Rule-based output shaping as a lightweight alternative. The rule-based adapter achieves 24.4% win rate without training. For applications where full instruction tuning is impractical (e.g., on-device deployment with limited compute), a pretrained model combined with simple rules might provide acceptable instruction-following behavior at minimal cost.

This is most relevant for constrained deployment scenarios: - Edge devices where fine-tuning is infeasible - Rapid prototyping where training time is prohibitive - Applications where the full instruction-tuning pipeline is unavailable

Debugging instruction tuning datasets. Response tuning provides a diagnostic: if response tuning achieves high performance, the instruction tuning dataset may be primarily teaching response format rather than task-specific behavior. Conversely, if response tuning performs poorly, the instruction tuning dataset may contain substantial task-specific information worth studying.

When to Prefer This Approach Over Alternatives

For understanding instruction tuning mechanisms, this paper's approach—testing deficient forms of adaptation—is a powerful methodology. Future work investigating other aspects of instruction tuning (e.g., what happens when we train on mismatched instruction-response pairs) could use similar experimental paradigms.

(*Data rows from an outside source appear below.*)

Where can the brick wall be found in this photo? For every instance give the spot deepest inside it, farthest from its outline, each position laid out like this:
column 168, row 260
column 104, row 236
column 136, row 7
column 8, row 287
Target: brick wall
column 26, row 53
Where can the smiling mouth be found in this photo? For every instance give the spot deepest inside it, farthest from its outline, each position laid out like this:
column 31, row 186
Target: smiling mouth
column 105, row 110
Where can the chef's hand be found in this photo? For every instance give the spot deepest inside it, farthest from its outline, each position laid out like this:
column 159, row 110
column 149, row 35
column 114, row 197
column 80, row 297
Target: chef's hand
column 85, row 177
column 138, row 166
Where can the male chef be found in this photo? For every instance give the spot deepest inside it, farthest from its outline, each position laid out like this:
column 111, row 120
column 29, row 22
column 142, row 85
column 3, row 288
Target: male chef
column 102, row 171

For practical model development, the paper does not recommend response tuning or single-task finetuning as replacements for instruction tuning. The results show that these methods yield some instruction following, but still underperform explicit instruction tuning.

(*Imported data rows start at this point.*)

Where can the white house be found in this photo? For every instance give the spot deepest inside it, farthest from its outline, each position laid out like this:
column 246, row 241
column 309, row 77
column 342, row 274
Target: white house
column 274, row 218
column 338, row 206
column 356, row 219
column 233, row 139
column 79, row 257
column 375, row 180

For safety-conscious deployment, the key takeaway is a testing requirement: any finetuned model should be evaluated on diverse, out-of-distribution instructions to assess whether implicit instruction tuning has occurred. This testing should happen before deployment, regardless of the intended use case.

For research on alignment and generalization, this paper provides evidence that generalization from narrow training is a default behavior of language models, not something that requires special conditions. Research on preventing unintended generalization—or understanding its mechanism—is a clear direction suggested by these findings.